Ce qui frappe, dans ces témoignages, c'est le caractère massif de ces agressions, commises, non par quelques "frotteurs" plus ou moins alcoolisés, comme on en rencontre dans n'importe quel rassemblement, mais par des groupes, qui ne se cachaient même pas...

Je marche tranquille, on me met cinq mains aux fesses et on vient m'embrasser sur la joue", peut-on lire dans un message relayé par "Kateya" sur Twitter. A Paris, "tu te fais siffler cinq fois en 10 minutes, il y a un vieux qui m'a même touché les fesses", poursuit une autre femme. 
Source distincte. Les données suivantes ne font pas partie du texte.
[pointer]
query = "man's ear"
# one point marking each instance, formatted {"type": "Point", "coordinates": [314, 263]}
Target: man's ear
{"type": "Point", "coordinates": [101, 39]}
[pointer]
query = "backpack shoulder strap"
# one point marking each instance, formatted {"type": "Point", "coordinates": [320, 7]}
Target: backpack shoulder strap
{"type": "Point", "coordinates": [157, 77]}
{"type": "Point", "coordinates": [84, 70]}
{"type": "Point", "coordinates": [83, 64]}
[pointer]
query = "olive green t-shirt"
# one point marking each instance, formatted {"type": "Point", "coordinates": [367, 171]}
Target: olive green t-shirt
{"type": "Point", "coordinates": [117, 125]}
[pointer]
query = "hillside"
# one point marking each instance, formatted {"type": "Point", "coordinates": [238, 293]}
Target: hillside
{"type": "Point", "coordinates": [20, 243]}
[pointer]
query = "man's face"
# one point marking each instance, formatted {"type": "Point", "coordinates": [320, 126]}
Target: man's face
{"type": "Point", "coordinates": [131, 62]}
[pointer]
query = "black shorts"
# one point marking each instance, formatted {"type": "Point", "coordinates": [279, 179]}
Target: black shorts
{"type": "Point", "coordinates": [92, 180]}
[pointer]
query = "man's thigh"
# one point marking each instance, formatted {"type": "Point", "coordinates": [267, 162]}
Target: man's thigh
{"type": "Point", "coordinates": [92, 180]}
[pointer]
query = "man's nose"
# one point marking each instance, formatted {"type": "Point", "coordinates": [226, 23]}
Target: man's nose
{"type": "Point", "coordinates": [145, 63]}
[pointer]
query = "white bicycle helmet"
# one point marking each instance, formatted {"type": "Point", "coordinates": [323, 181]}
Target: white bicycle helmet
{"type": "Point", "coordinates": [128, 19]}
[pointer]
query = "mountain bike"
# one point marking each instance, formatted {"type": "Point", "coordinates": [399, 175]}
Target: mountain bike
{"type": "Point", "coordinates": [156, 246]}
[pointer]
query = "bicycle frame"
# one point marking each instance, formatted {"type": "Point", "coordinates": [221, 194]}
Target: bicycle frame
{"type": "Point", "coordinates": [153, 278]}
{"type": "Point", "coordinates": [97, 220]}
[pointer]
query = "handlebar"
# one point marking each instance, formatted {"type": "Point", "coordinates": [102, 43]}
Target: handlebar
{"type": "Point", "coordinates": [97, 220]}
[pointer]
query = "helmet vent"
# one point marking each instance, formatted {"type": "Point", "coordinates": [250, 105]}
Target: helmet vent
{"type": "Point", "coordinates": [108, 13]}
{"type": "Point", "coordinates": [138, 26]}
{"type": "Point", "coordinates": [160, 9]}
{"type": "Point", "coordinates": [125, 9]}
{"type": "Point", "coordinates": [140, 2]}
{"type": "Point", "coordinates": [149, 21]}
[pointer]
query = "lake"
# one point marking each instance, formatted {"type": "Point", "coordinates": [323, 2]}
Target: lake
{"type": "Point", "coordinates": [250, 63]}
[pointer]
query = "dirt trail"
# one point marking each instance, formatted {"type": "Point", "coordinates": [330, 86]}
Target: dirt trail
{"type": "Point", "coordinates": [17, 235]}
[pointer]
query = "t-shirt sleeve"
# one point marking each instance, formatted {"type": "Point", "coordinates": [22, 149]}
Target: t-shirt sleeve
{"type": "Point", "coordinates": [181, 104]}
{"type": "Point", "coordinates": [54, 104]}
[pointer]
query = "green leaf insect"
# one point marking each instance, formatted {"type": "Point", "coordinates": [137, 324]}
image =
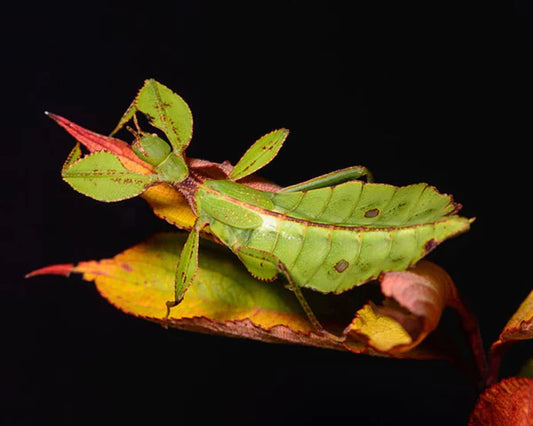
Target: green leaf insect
{"type": "Point", "coordinates": [329, 234]}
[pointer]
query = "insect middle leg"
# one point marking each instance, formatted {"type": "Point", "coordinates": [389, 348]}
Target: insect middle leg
{"type": "Point", "coordinates": [266, 266]}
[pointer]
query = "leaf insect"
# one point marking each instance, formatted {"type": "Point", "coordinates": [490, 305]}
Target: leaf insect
{"type": "Point", "coordinates": [328, 234]}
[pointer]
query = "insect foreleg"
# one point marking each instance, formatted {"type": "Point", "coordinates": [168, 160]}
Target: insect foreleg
{"type": "Point", "coordinates": [333, 178]}
{"type": "Point", "coordinates": [186, 268]}
{"type": "Point", "coordinates": [266, 266]}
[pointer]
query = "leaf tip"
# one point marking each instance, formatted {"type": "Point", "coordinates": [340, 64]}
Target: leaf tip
{"type": "Point", "coordinates": [63, 269]}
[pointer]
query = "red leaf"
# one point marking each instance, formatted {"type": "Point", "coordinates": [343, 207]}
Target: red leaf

"J'ai cru me faire violer en plein milieu des Grands Boulevards", raconte une internaute ayant elle aussi fêté la prouesse de l'équipe de France dans les rues de la capitale. "Juste après la victoire des Bleus", elle affirme qu'un supporter l'a agressée sexuellement en pleine rue

Cette même femme relate ensuite l'inaction des – nombreuses – personnes qui l'entouraient ce soir-là. "Il y avait des centaines de personnes autour et tout le monde a vu, ils ont ri et certains se sont approchés en riant, en criant 'On est les champions'", explique-t-elle. "Ça a duré longtemps et quand il a fini par me lâcher, personne n'est venu m'aider alors que j'étais à terre en pleurs." 

(...)

Une autre femme témoigne de son expérience dans la fan zone de Lyon (Rhône), dimanche en fin de journée. "J'ai essayé de sortir de la foule parce que je n'en pouvais plus, je tenais à peine sur mes jambes en essayant de m'extirper de là et je me suis pris des mains au cul tout le long", raconte-elle. "J'avais envie de pleurer d'énervement." 

Ces passages en italiques sont des extraits de l'article mis en lien.

Aucune plainte ne semble avoir été déposée.

A quoi bon ?

Comment retrouver les auteurs de ces agressions, dissimulés par la foule et l'obscurité ?

Et puis, on sait que l'amour du foot excuse tout.

Par exemple, de conduire sans ceinture de sécurité,avec deux abrutis assis sur le capot, un autre dans le coffre, des gens assis sur les portières...

Les stops, les feux rouges... n'existent plus.

L'interdiction de conduire en téléphonant...

N'en parlons même pas !

Alors, peut-être que ces agressions font aussi partie de l'expression normale de la liesse populaire.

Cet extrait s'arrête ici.